Évidemment, à l’échelle locale, l’ambition est modeste : l’édifice, adossé à une colline pour économiser sur la maçonnerie, n’a ni la démesure, ni la décoration des grandes arènes. Il mesure environ 116 m de long, assez pour impressionner une ville de quelques milliers d’âmes.
Entre vestiges antiques et scènes musicales

Dans cet écrin antique, Saintes prouve qu’elle sait faire dialoguer les siècles en musique. L’histoire ne dort pas, elle chante. Chaque été, l’amphithéâtre romain se transforme en scène à ciel ouvert. Là où jadis résonnaient les clameurs antiques, s’élèvent désormais des notes de jazz, de rock, de musique classique ou de chansons du monde. Le site accueille des concerts dans le cadre de festivals, comme « Les nuits romanes ». « Jouer ici, c’est comme jouer dans un rêve. On sent le poids de l’histoire mais aussi l’énergie du lien. Chaque note s’envole diversement », confie un violoncelliste.
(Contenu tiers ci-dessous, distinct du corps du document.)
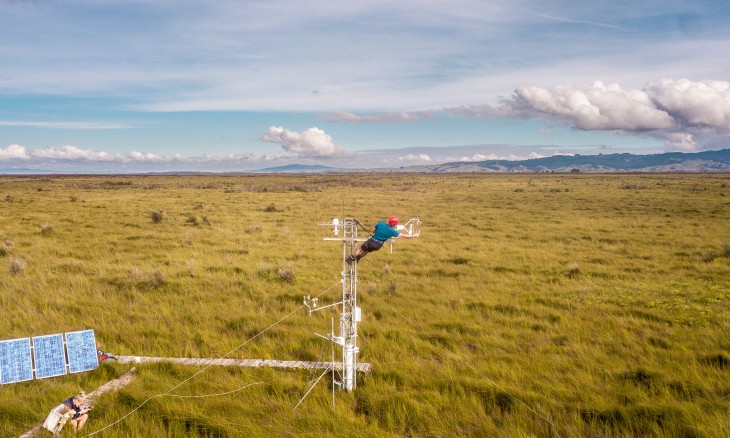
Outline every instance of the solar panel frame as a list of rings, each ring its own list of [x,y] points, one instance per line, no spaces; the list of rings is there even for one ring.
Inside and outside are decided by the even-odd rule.
[[[99,366],[94,330],[66,333],[66,352],[68,371],[71,374],[93,370]]]
[[[63,334],[34,336],[33,360],[35,378],[66,375],[66,351],[63,348]]]
[[[30,338],[0,341],[0,383],[33,380]]]

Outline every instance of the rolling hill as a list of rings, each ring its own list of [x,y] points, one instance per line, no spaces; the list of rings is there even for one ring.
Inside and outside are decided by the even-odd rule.
[[[409,168],[404,168],[407,170]],[[413,166],[423,172],[729,172],[730,149],[697,153],[668,152],[653,155],[555,155],[508,161],[452,162]]]

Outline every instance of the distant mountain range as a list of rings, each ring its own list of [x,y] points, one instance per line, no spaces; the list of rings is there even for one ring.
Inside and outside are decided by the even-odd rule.
[[[667,152],[653,155],[598,154],[554,155],[529,160],[457,161],[444,164],[353,169],[322,165],[289,164],[234,173],[345,173],[345,172],[422,172],[422,173],[509,173],[509,172],[730,172],[730,149],[695,153]],[[73,173],[38,169],[0,169],[0,174]],[[111,172],[113,173],[113,172]],[[154,173],[154,172],[153,172]],[[214,172],[161,172],[196,174]]]
[[[555,155],[508,161],[453,162],[409,166],[410,172],[730,172],[730,149],[696,153],[668,152],[653,155]]]
[[[253,173],[319,173],[319,172],[347,172],[348,169],[337,169],[335,167],[308,165],[308,164],[287,164],[286,166],[267,167],[254,170]]]
[[[529,160],[457,161],[453,163],[380,169],[343,169],[290,164],[257,170],[258,173],[320,172],[730,172],[730,149],[696,153],[667,152],[653,155],[599,154],[554,155]]]

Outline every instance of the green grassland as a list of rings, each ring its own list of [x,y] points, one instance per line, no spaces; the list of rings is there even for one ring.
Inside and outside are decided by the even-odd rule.
[[[295,410],[319,373],[142,364],[84,432],[730,436],[722,174],[0,177],[0,339],[92,328],[118,355],[329,360],[314,333],[336,312],[302,297],[339,281],[342,250],[317,223],[390,214],[422,236],[360,264],[356,391],[333,406],[327,377]],[[127,369],[0,387],[0,436]],[[177,385],[235,392],[154,397]]]

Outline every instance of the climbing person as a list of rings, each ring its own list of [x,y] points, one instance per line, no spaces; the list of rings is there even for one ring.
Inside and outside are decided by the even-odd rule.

La seconde étape de notre voyage temporel nous conduit dans le calme de la basilique Saint-Eutrope, classée par l’UNESCO au titre des chemins de Saint-Jacques-de-Compostelle. Chef-d’œuvre de l’art roman saintongeais, le site conserve de nombreux chapiteaux romans et une belle série de vitraux. Enfilez une robe de bure et pénétrez dans la crypte qui est l’une des plus vastes des plus belles de France. Au cœur de la crypte repose le cénotaphe d’Eutrope, fondateur évangélisateur du diocèse. On croit voir glisser des ombres qui pourraient bien être les fantômes des moines de jadis.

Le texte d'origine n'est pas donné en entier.